Installing the required packages
Conda is the package management system associated with Anaconda and runs on Windows, macOS and Linux. Conda should already be available in your system once you installed Anaconda successfully. Conda thus works regardless of the operating system. Make sure you have an up-to-date version of Conda running. See these instructions for updating Conda if required.
To create a conda environment called highdim_workshop
with the required packages, open a terminal (Mac) or Anaconda prompt (Windows) and type the command:
conda create --name highdim_workshop python jupyter seaborn scikit-learn pandas statsmodels
Activating the environment
At the start of each day throughout this workshop, remember to activate the environment prior to launching your Jupyter lab notebook. This will ensure you have access to all the libraries we installed within this environment (i.e., python jupyter seaborn scikit-learn pandas statsmodels ).
conda activate highdim_workshop
Deactivating environment
When you’re done working in a specific environment (you don’t have to do this now), it’s good practice to deactivate it to avoid conflicts with other environments. This ensures that the packages and settings from the active environment don’t interfere with your system’s global settings or other environments. At the end of each day (not now), you can deactivate the conda environment by typing:
conda deactivate
Starting Jupyter Lab
We will teach using Python in Jupyter lab, a programming environment that runs in a web browser. Jupyter requires a reasonably up-to-date browser, preferably a current version of Chrome, Safari, or Firefox (note that Internet Explorer version 9 and below are not supported). If you installed Python using Anaconda, Jupyter should already be on your system. If you did not use Anaconda, use the Python package manager pip (see the Jupyter website for details.)
To start jupyter lab, open a terminal and type the command:
$ jupyter lab
Check your setup
To check whether all packages installed correctly, start a jupyter notebook in jupyter lab as explained above. Run the following lines of code:
import sklearn
print('sklearn version: ', sklearn.__version__)
import seaborn
print('seaborn version: ', seaborn.__version__)
import pandas
print('pandas version: ', pandas.__version__)

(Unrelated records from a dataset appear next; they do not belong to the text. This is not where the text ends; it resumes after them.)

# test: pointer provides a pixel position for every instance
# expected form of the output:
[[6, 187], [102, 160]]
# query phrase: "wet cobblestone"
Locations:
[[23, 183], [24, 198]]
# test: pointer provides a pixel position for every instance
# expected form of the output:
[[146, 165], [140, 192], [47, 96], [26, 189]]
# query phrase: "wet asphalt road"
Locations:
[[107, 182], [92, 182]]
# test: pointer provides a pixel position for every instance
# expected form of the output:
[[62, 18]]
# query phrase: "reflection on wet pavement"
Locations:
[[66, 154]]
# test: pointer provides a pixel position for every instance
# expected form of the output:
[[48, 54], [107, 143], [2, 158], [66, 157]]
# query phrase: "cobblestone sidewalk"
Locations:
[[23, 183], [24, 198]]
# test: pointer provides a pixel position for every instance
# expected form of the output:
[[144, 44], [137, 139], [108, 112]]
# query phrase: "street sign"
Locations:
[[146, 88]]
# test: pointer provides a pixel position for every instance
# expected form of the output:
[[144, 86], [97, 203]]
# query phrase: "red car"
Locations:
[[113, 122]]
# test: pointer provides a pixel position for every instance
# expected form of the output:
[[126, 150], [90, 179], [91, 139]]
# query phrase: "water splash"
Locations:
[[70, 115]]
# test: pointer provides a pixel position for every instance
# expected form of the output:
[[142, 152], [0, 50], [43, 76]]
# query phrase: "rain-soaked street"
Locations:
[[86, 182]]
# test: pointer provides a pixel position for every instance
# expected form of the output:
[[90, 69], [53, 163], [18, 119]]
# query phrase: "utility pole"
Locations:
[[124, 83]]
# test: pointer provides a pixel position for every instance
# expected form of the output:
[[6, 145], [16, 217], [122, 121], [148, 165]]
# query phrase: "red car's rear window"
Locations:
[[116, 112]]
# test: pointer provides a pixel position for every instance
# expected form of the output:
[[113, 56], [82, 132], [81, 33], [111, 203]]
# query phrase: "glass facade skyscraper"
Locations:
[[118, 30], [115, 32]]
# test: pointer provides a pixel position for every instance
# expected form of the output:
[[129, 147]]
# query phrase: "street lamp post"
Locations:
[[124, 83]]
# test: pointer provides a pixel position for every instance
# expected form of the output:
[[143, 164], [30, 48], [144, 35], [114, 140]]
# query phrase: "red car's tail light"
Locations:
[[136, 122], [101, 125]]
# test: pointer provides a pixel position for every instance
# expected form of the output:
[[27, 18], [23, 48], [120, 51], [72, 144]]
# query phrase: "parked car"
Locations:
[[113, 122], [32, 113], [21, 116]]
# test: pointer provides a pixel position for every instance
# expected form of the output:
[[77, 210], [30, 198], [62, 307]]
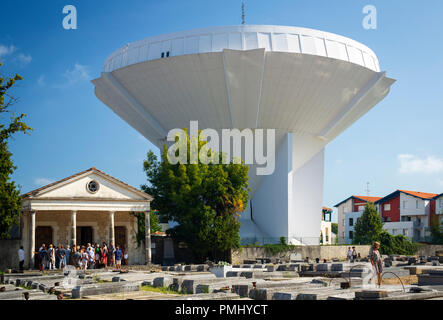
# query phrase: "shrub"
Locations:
[[398, 244]]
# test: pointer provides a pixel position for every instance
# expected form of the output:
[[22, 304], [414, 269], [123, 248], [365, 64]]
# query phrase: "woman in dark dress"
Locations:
[[376, 262]]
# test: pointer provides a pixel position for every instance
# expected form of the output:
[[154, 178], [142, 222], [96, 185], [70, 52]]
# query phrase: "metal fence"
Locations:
[[295, 241]]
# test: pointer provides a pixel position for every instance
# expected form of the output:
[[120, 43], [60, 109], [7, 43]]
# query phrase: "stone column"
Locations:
[[148, 237], [73, 228], [111, 228], [32, 239]]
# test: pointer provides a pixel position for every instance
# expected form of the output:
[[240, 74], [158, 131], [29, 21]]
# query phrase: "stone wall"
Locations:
[[9, 254], [99, 221], [429, 250], [313, 252]]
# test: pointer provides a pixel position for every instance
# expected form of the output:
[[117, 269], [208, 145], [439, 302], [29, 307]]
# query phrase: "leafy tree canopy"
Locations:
[[204, 199], [10, 201], [369, 227]]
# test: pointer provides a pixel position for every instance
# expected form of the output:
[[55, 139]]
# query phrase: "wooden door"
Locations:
[[43, 235], [120, 237]]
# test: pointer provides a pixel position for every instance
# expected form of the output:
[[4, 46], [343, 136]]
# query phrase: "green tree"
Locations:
[[436, 231], [334, 227], [204, 199], [369, 227], [398, 244], [10, 200]]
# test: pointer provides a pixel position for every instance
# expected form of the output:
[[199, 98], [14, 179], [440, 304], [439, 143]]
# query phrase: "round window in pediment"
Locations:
[[92, 186]]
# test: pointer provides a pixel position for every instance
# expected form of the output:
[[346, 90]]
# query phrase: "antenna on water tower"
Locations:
[[242, 12], [367, 188]]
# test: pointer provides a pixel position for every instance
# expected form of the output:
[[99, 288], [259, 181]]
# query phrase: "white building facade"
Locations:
[[87, 207], [307, 85]]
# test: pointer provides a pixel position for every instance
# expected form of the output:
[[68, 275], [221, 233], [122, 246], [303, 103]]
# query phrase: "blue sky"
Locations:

This should output the versions of all required packages without giving errors. Most versions will work fine with this lesson, but for sklearn, the minimum version is 1.2.2.
Fallback option: cloud environment
If a local installation does not work for you, it is also possible to run this lesson using Google colab. If you open a jupyter notebook from Colab, the required packages are already pre-installed.